The champion’s return captured the imagination of the public so vividly it produced the second of Rickard’s fabled million-dollar gates, following the Dempsey-Carpentier fight across the Hudson in Jersey City in 1921.
Firpo, known as the Wild Bull of the Pampas, relied on physical strength and a looping, thumping right hand. He had nothing like Dempsey’s experience, speed or ability to fight inside.
Dempsey raced out at the opening bell, swung a long left hook and as he closed in on Firpo, his leg gave way at the knee and touched the canvas. He straightened up almost in the same movement, unhurt.
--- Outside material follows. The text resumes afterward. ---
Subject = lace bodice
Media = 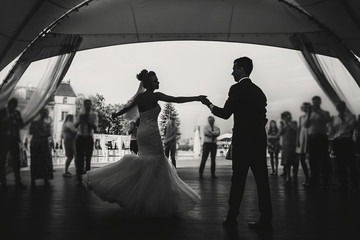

Suddenly Firpo was down from a body shot for a short count, then again, and a third knockdown put him on all fours. When the fourth knockdown from Dempsey’s short, savage hooks left him on his back, it seemed all over.
Firpo just beat referee Jack Gallagher’s count, but had barely straightened when Dempsey ran in and put him over again. This time the Argentine managed to back off when he rose, and gathered himself to toss that heavy right, one of which knocked the champion off balance enough to touch the canvas with his glove. Then it looked finished again, as two more knockdowns left Firpo in a heap near a corner.
Amazingly, he got up and suddenly flung his right hands, one of which landed flush and Dempsey was hurt. Firpo charged, caught Dempsey square and half-punched, half-pushed him back through the ropes, his legs flying up and his body hitting a ringside table.
Somehow, he scrambled back in time to beat the count but was under fire and still shaken at the bell. Revived by Kearns, Dempsey took over again, dropped Firpo heavily, then finished him off with one last attack. Firpo lay on his back, rolled on to his belly and was counted out.
The fight was later immortalised in the famous George Bellows painting.